The National Security Agency and other agencies did not misuse provisions of the United States surveillance program, according to a ruling from a U.S. government privacy oversight board, as reported by IDG News Service. The board also cautioned that certain areas of the program raise privacy concerns. One of those areas includes the incidental collection of communications of United States residents.
The ruling was issued on Tuesday by the Privacy and Civil Liberties Oversight Board, which said that it has not found any traces of illegitimate activity surrounding information collected by the government as it pertains to Section 702 of the Foreign Intelligence Surveillance Act.

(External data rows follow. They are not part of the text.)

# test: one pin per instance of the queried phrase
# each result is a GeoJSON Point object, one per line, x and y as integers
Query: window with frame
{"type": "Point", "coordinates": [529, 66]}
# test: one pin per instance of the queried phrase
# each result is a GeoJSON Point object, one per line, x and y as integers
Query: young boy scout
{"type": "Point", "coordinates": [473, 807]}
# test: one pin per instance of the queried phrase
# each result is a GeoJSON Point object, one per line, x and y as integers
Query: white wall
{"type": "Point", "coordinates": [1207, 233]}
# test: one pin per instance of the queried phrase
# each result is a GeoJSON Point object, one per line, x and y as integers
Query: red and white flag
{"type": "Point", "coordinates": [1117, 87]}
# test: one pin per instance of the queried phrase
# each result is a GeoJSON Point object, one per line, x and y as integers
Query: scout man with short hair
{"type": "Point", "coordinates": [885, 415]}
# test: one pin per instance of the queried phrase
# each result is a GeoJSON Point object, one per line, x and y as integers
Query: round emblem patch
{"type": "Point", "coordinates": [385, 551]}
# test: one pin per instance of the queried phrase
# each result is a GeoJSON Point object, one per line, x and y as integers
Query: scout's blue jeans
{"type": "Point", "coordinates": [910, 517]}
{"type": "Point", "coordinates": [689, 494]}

The report stated the following:
“Such aspects include the unknown and potentially large scope of the incidental collection of U.S. persons’ communications, the use of ‘about’ collection to acquire Internet communications that are neither to nor from the target of surveillance, and the use of queries to search for the communications of specific U.S. persons within the information that has been collected.”
The panel did not discuss the expectations of lawmakers and civil rights groups who recommended ways to stop backdoor spying on people in the country.
The panel issued ten recommendations that are aimed at arriving at a better balance between civil liberties, privacy and national security. Some of the recommendations include changing the targeting procedure, changing the procedure for queries using people identifiers in the country and the role the Foreign Intelligence Surveillance Court in the process of certification.